CSF levels of noradrenaline, serotonin, and dopamine metabolites in control-defined BMI quartiles for males and females are shown in Table 3. Analyses of variance with age as covariate gave significant differences for 5-HIAA and for HVA for females and near significance for males. Planned comparisons between quartiles revealed significantly lower 5-HIAA and HVA levels of patients in the lower quartile compared to patients in the upper quartile, both for males (P = .02 and P = .04, resp.) and females (P = .008 and P = .001). No differences were found regarding the noradrenaline metabolite MHPG.

Table 3.

Levels (ng/mL) of noradrenaline (MHPG), serotonin (5-HIAA), and dopamine (HVA) metabolites in CSF of drug-free multiple sclerosis patients, grouped in quartiles according to their body mass index. Quartile limits were defined from BMI of control subjects of the present study, separate for males and for females. Statistical evaluation by analysis of variance with age as covariate.

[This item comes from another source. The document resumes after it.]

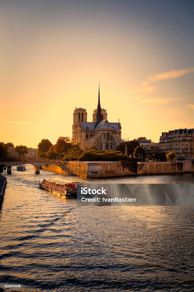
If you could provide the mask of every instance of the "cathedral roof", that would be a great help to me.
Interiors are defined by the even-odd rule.
[[[99,123],[96,127],[96,129],[112,129],[114,131],[119,129],[118,123],[109,123],[107,120],[103,120]]]
[[[93,130],[94,129],[95,124],[93,122],[81,122],[82,129],[86,130],[86,128],[87,127],[88,128],[87,129]]]
[[[114,128],[115,131],[119,129],[119,123],[109,123],[107,120],[101,121],[95,127],[95,123],[92,122],[81,122],[82,127],[84,130],[94,130],[98,129],[110,129]]]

BMI quartile N BMI Age MHPG 5-HIAA HVA
Male patients
 Lower 23 22.3 ± 1.0 32.2 ± 8.4 6.64 ± 1.85 12.7 ± 5.9 22.6 ± 8.3
 Middle (2nd + 3rd) 46 25.7 ± 1.2 34.8 ± 8.5 6.16 ± 1.97 14.6 ± 7.1 24.7 ± 11.4
 Upper 14 30.4 ± 2.2 32.7 ± 5.2 6.83 ± 2.68 15.4 ± 10.5 26.0 ± 12.9
F (2, 79) 0.67 0.76 0.54
P .52 .47 .58
Female patients
 Lower 77 19.9 ± 1.3 32.2 ± 7.9 6.37 ± 1.84 15.6 ± 5.6 25.8 ± 9.1
 Middle (2nd + 3rd) 79 24.2 ± 1.6 36.6 ± 9.8 6.69 ± 1.93 18.3 ± 7.9 31.3 ± 11.6
 Upper 21 33.8 ± 4.4 38.9 ± 11.0 7.08 ± 2.25 21.5 ± 5.9 36.6 ± 16.1
F (2, 173) 0.85 5.05 9.50
P .43 .007 .0001
 Lower versus upper, P .21 .003 .0001

4. Discussion

For the female patient population, significantly lower BMI was found compared to that of sex and age matched controls. BMI was not related to duration of disease or EDSS score, but the fact that the difference from controls was not significant for subjects with CIS indicates that lower BMI is not present at disease onset but develops later, during disease progression. This highly significant difference (P < .005) in BMI is the result of higher than expected—compared to controls—numbers of patients with lower weight and also with greater height. For male patients, the difference in BMI was not significant. There was, however, a shift towards greater body height in patients compared to controls.

Our results regarding BMI are in line with those of Nortvedt et al. [8], who reported for a mixed population of 22 males and 65 females (75% females) a BMI of 23.5 ± 3.6, with 11% of subjects having BMI below 20. In the present study of 149 males and 310 females (69% females), we calculated for the total sample a BMI of 24.2 ± 4.5, while 13.6% patients had BMI below 20.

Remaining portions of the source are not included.